Simulation-based inference
If I knew the right inputs to the simulator, could I get behaviour which matched my observations?
December 23, 2014 — March 3, 2024
This is chaos right now; I’m consolidating notebooks. Categories may not be well-posted.
Suppose we have access to a simulator of a system of interest, and if we knew the “right” inputs we could get behaviour from it which matched some observations we have made of a related phenomenon in the world. Suppose further that the simulator is pretty messy so we do not have access to the likelihood. Can we still do statistics, e.g. inferring the parameters of the simulator which would give rise to the observations we have made?
Oh my, what a variety of ways we can try.
There are various families of methods here; some try to work purely in samples; others try to approximate the likelihood. I am not sure how all the methods relate to one another. But let us mention some.
Cranmer, Brehmer, and Louppe (2020) attempt to develop a taxonomy Figure 2. They make likelihood-free methods sound useful for machine learning for physics.

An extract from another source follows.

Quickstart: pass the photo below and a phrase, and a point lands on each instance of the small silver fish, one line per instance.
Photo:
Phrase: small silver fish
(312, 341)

1 Neural likelihood methods
As summarised in Cranmer, Brehmer, and Louppe (2020); see Neural likelihood inference. See the Mackelab sbi page for several implementations particularly targeting simulation-based inference.

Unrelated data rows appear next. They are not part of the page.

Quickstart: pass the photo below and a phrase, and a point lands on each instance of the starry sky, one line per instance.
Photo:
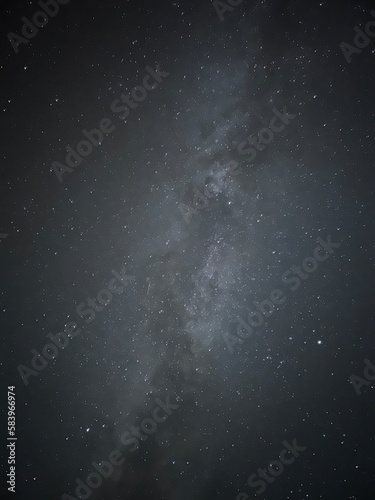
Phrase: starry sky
(201, 230)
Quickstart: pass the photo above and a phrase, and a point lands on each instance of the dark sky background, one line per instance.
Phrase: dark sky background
(164, 336)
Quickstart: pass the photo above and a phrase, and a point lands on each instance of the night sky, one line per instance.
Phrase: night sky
(188, 294)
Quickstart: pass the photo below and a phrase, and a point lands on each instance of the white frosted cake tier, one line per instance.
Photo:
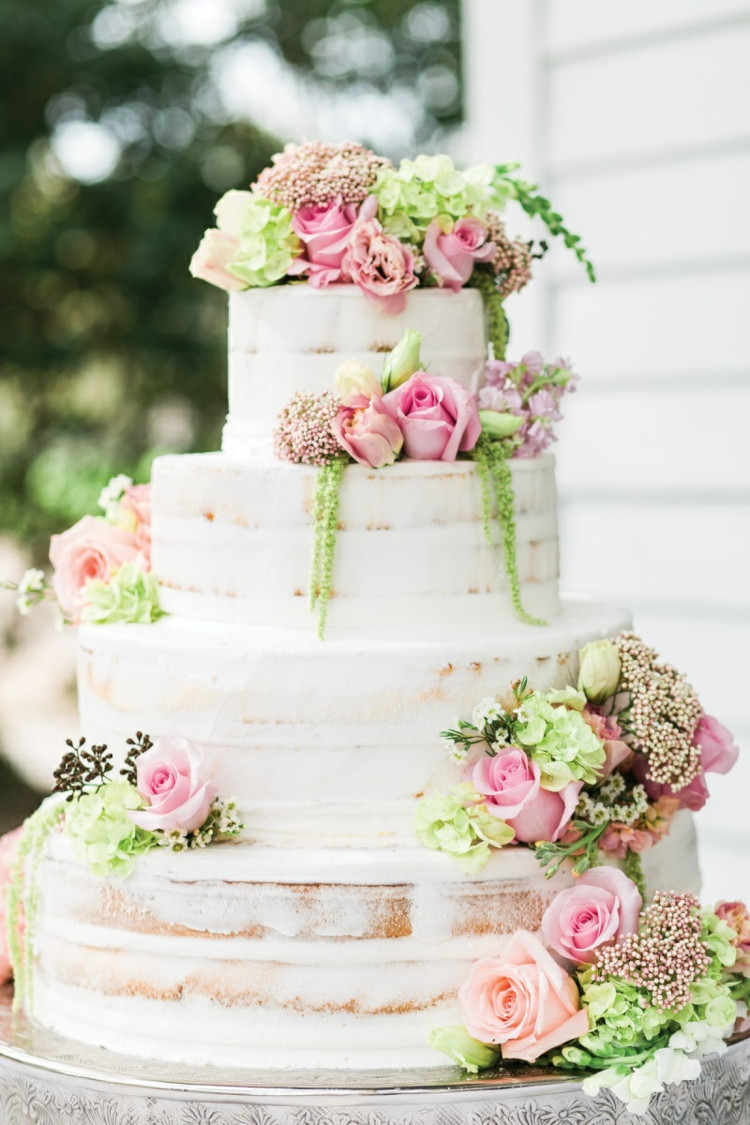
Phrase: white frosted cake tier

Compare to contrastive learning.
2 Indirect inference
A.k.a the auxiliary method.
In the (older?) frequentist framing you can get through an undergraduate program in statistics without simulation-based inference arising. However, I am pretty sure it is required for economists and ecologists.
Quoting Cosma:
[…] your model is too complicated for you to appeal to any of the usual estimation methods of statistics. […] there is no way to even calculate the likelihood of a given data set \(x_1,x_2,…x_t\equiv x_t\) under parameters \(\theta\) in closed form, which would rule out even numerical likelihood maximization, to say nothing of Bayesian methods […] Yet you can simulate; it seems like there should be some way of saying whether the simulations look like the data. This is where indirect inference comes in […] Introduce a new model, called the “auxiliary model”, which is mis-specified and typically not even generative, but is easily fit to the data, and to the data alone. (By that last I mean that you don’t have to impute values for latent variables, etc., etc., even though you might know those variables exist and are causally important.) The auxiliary model has its own parameter vector \(\beta\), with an estimator \(\hat{\beta}\). These parameters describe aspects of the distribution of observables, and the idea of indirect inference is that we can estimate the generative parameters \(\theta\) by trying to match those aspects of observations, by trying to match the auxiliary parameters.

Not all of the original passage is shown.